Support for legalization of marijuana is quickly getting higher.
A local survey of whether people think marijuana should be legalized conducted on The Journal’s Facebook page showed the majority of respondents support marijuana legalization, as did 50 percent of Americans according to a national Gallup survey conducted last month.
While half of Americans believe marijuana should become legal, 46 percent do not and 4 percent are undecided, according to Gallup.
A recent Facebook survey brought in 19 comments from current and past residents of the International Falls area showing support for legalization of marijuana in general or for medicinal purposes only.
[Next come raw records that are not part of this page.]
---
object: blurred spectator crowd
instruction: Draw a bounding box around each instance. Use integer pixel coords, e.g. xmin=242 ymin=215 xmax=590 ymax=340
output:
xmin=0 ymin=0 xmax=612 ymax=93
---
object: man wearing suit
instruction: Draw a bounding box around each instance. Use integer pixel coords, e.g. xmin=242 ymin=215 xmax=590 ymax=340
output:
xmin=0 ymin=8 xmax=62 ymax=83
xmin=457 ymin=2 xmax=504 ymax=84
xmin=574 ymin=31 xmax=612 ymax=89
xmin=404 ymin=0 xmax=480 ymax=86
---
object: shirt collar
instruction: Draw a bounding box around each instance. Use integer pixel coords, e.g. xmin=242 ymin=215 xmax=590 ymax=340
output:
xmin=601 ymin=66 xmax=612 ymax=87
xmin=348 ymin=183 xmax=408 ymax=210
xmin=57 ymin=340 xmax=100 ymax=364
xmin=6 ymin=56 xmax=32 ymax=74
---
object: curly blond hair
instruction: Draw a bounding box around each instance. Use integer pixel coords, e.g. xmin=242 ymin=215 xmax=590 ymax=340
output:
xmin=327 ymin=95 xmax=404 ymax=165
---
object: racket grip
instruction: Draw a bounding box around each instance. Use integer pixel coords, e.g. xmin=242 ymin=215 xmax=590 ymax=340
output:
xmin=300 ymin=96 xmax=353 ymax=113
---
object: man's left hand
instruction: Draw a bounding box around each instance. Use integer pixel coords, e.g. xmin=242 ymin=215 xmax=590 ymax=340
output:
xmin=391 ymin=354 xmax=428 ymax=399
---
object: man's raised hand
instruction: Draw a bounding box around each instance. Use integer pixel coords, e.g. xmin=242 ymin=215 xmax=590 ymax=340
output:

One respondent spoke against legalization.
“Legalize it — tax it and pay off the national debt, or create some much-needed jobs,” one local respondent wrote.
“It is the least harmful of any of the drugs currently being used for recreational purposes, including alcohol,” said another. “The extraordinary amounts of tax dollars that are being spent in an attempt to win the war on recreational use could much better be used for many things.”
That respondent added that the figures from the Gallup poll “may be close,” but “the only way to know for sure is to put it to a vote on a national level. I believe the numbers would be much larger for legalization.”
Gallup surveyed a total of more than 1,000 Americans from all 50 states. When Gallup first asked about legalizing marijuana in 1969, 12 percent of Americans favored it. Support remained low to the mid-1990s, but has crept up since, passing 30 percent in 2000 and 40 percent in 2009 before reaching the 50 percent level in this year’s Gallup annual crime survey.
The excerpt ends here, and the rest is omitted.